Deepfake e Frodi AI: Guida Operativa per Riconoscere i Falsi e Difendersi

[2026-06-15] Author: Ing. Calogero Bono

Immagina di ricevere una telefonata dal tuo amministratore delegato. Voce perfetta, tono urgente, richiesta di bonifico immediato. Solo che non è lui. È un deepfake vocale generato dall'intelligenza artificiale. Non è fantascienza: è una minaccia reale che colpisce aziende e privati, e sta crescendo a ritmi esponenziali. Noi, di Meteora Web, lo vediamo nei progetti di sicurezza che seguiamo: le frodi AI sono il nuovo vettore d'attacco preferito dai criminali informatici. In questa guida ti spieghiamo come riconoscerle e difenderti, partendo dalla consapevolezza per arrivare a strumenti operativi.

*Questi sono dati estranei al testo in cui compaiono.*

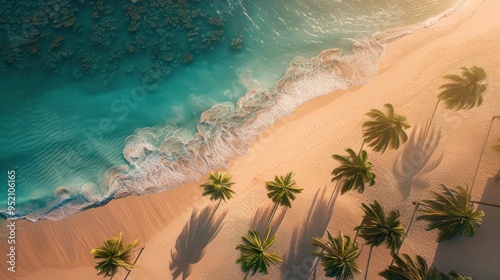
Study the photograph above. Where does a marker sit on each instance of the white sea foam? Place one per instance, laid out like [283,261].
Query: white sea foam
[164,158]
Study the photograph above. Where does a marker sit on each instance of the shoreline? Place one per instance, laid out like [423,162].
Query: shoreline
[149,184]
[152,230]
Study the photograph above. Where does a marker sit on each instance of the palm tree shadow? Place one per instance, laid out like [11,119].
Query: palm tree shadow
[300,261]
[415,158]
[190,245]
[261,218]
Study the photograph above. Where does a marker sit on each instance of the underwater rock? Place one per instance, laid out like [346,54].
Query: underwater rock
[187,58]
[216,21]
[104,31]
[215,35]
[33,48]
[55,43]
[237,43]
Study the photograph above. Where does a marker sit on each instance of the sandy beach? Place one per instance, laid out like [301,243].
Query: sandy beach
[409,76]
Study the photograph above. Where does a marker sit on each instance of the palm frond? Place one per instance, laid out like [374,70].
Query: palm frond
[254,255]
[377,228]
[218,186]
[464,91]
[385,131]
[283,190]
[354,171]
[405,268]
[452,213]
[113,254]
[338,256]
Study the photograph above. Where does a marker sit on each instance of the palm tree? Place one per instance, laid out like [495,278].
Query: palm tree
[377,228]
[282,192]
[385,130]
[218,187]
[254,255]
[338,256]
[452,213]
[113,254]
[462,91]
[354,171]
[407,269]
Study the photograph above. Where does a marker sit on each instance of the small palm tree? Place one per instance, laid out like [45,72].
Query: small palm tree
[452,213]
[113,254]
[282,191]
[385,131]
[377,228]
[218,187]
[464,91]
[354,171]
[338,256]
[254,255]
[407,269]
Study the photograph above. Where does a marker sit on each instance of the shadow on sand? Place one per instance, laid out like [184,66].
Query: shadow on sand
[261,218]
[477,256]
[299,260]
[190,245]
[415,157]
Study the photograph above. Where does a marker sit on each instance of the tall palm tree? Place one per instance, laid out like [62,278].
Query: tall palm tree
[452,213]
[462,91]
[282,191]
[354,171]
[113,255]
[218,187]
[377,228]
[254,255]
[338,256]
[407,269]
[384,131]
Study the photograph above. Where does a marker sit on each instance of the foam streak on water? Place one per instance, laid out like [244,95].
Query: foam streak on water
[163,158]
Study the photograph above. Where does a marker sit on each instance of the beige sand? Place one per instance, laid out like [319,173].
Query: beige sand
[303,142]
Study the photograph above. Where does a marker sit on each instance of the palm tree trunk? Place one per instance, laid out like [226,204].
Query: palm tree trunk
[484,203]
[410,223]
[357,232]
[272,214]
[315,267]
[215,209]
[138,255]
[432,118]
[482,152]
[333,198]
[368,264]
[335,192]
[362,144]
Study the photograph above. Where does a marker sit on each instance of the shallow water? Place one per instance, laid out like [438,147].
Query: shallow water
[69,110]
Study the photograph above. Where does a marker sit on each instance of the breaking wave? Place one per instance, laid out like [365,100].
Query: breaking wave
[164,158]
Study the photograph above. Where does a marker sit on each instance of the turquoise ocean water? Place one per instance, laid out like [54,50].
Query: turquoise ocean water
[101,100]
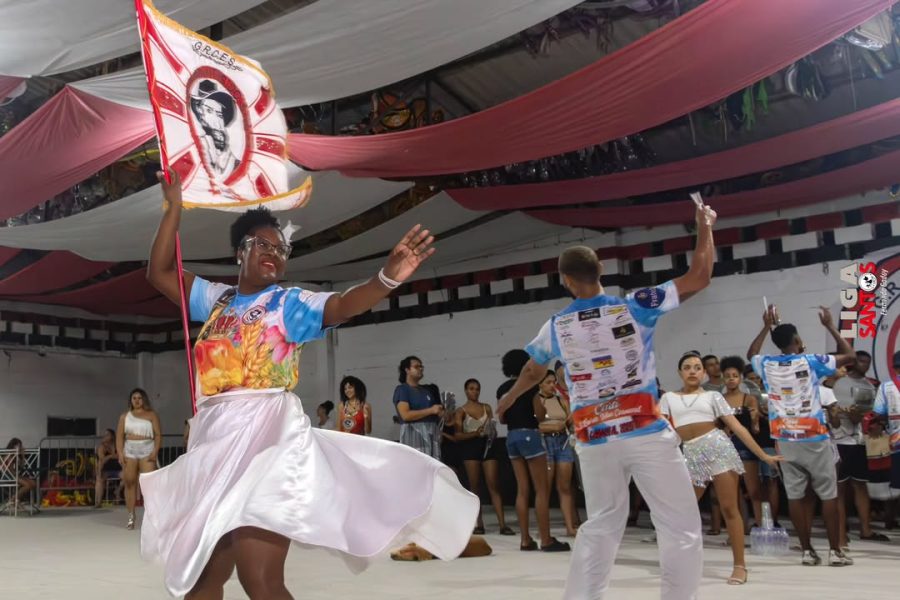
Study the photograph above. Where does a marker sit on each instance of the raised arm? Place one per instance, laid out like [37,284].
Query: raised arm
[769,319]
[845,356]
[739,430]
[700,272]
[157,436]
[120,440]
[162,272]
[403,261]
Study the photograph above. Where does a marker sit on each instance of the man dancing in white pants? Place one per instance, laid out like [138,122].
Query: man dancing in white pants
[606,344]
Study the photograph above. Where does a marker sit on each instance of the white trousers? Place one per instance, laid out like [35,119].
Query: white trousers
[657,466]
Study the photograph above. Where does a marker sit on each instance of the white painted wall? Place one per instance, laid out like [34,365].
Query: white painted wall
[64,385]
[722,319]
[33,387]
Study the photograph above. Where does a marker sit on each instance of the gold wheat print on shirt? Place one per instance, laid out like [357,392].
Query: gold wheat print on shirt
[257,363]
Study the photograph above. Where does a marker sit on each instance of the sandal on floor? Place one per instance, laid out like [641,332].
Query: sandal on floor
[735,580]
[556,546]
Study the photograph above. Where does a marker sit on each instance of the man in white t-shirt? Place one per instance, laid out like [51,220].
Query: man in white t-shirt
[798,422]
[606,344]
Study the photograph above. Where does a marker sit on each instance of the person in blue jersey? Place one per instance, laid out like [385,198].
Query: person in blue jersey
[606,344]
[257,475]
[798,421]
[887,405]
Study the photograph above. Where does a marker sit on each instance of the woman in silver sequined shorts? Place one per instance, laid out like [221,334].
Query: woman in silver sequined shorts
[708,452]
[709,455]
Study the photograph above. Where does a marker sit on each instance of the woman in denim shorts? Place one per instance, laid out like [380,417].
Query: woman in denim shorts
[560,456]
[527,455]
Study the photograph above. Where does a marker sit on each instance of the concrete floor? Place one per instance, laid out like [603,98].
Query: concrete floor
[85,554]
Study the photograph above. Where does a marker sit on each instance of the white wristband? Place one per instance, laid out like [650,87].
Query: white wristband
[387,281]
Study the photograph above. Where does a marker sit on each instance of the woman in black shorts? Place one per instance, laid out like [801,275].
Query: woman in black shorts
[475,434]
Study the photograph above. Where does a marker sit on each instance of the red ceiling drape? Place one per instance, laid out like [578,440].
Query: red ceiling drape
[855,129]
[716,49]
[872,174]
[51,272]
[65,141]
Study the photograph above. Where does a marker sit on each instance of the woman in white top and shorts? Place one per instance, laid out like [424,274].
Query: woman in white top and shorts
[138,439]
[480,453]
[708,451]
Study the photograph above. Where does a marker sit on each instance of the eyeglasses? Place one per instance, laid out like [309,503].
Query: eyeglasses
[282,251]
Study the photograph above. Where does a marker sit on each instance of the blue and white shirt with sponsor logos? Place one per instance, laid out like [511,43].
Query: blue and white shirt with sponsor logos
[887,404]
[606,344]
[792,381]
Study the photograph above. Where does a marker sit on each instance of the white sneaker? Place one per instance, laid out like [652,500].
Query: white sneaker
[810,558]
[836,558]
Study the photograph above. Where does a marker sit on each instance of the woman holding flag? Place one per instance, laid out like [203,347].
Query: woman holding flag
[257,475]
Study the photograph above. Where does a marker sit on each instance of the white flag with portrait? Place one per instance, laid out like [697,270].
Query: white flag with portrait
[218,125]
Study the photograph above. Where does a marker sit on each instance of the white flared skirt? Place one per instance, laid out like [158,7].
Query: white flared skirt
[254,460]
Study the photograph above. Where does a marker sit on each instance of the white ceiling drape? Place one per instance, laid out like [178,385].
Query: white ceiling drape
[124,229]
[43,37]
[337,48]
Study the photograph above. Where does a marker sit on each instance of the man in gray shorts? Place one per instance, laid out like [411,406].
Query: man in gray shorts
[797,420]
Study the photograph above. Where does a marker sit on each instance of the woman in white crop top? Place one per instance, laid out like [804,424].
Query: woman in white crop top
[709,453]
[138,440]
[475,432]
[554,426]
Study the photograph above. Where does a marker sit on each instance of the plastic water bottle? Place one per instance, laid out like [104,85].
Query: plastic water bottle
[768,540]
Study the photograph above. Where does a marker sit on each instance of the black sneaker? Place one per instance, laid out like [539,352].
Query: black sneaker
[556,546]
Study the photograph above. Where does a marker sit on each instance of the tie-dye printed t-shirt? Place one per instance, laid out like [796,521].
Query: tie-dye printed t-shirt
[796,407]
[606,344]
[253,341]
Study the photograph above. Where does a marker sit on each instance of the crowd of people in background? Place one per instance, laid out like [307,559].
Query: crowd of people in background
[721,414]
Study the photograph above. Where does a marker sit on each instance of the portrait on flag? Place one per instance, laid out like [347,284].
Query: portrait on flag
[215,124]
[218,124]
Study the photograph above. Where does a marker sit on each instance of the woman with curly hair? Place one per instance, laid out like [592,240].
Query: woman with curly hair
[354,413]
[257,475]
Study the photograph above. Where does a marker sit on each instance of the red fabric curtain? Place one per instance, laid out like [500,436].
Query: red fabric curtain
[855,129]
[869,175]
[714,50]
[51,272]
[67,140]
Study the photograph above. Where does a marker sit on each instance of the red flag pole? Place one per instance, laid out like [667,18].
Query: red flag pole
[164,160]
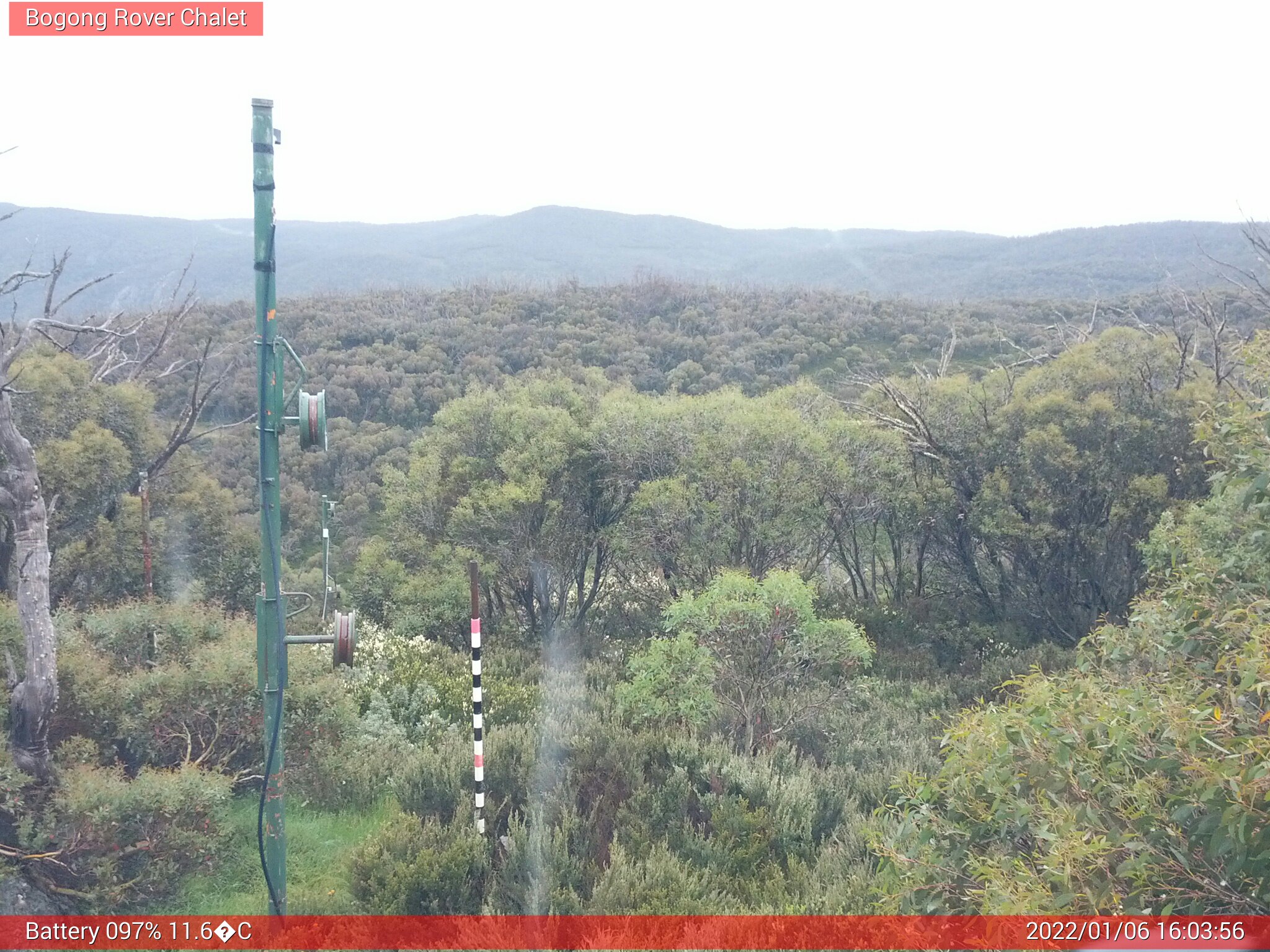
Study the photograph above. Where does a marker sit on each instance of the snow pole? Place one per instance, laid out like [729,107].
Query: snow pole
[478,716]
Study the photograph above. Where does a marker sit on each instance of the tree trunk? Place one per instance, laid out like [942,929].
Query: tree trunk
[33,700]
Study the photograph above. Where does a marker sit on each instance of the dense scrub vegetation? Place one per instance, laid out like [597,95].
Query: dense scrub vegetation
[748,558]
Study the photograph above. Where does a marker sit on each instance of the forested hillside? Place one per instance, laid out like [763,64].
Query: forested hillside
[790,597]
[553,244]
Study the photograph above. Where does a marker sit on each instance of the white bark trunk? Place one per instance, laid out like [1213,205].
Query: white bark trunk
[35,699]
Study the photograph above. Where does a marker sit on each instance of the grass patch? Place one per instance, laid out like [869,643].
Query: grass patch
[318,848]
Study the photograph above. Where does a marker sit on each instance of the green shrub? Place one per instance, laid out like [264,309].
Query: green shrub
[438,782]
[671,684]
[420,868]
[541,870]
[658,884]
[126,843]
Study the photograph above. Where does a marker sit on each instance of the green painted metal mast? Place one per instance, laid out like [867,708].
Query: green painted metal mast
[270,610]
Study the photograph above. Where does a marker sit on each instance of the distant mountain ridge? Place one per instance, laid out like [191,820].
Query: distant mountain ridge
[554,243]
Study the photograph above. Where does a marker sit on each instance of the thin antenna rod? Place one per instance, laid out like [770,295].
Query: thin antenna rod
[478,718]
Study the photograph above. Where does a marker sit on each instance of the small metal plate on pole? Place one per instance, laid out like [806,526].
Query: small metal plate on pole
[313,420]
[346,639]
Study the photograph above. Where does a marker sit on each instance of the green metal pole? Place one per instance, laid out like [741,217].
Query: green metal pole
[271,649]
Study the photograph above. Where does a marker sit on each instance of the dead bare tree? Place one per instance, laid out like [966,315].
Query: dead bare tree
[118,347]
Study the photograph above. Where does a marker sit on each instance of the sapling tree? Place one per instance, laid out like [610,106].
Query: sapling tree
[776,664]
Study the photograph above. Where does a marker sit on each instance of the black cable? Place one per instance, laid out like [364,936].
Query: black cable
[276,560]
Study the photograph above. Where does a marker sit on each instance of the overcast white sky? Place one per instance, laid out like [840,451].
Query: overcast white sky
[1011,118]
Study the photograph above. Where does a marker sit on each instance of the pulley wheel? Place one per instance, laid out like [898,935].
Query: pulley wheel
[346,639]
[313,420]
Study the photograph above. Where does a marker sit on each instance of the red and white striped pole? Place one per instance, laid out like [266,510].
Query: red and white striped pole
[478,718]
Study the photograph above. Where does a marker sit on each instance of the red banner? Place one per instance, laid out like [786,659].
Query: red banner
[637,932]
[136,19]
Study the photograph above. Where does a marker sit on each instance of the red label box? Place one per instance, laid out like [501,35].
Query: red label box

Come funzionano i deepfake

Un deepfake è un contenuto audio, video o testo generato o manipolato da algoritmi di intelligenza artificiale, in particolare dalle Reti Generative Avversarie (GAN) o dagli autoencoder. L'AI impara da migliaia di campioni di una persona (foto, video, registrazioni vocali) e poi crea nuove sequenze realistiche. Oggi la tecnologia è così avanzata che un deepfake ben realizzato può ingannare anche un occhio esperto.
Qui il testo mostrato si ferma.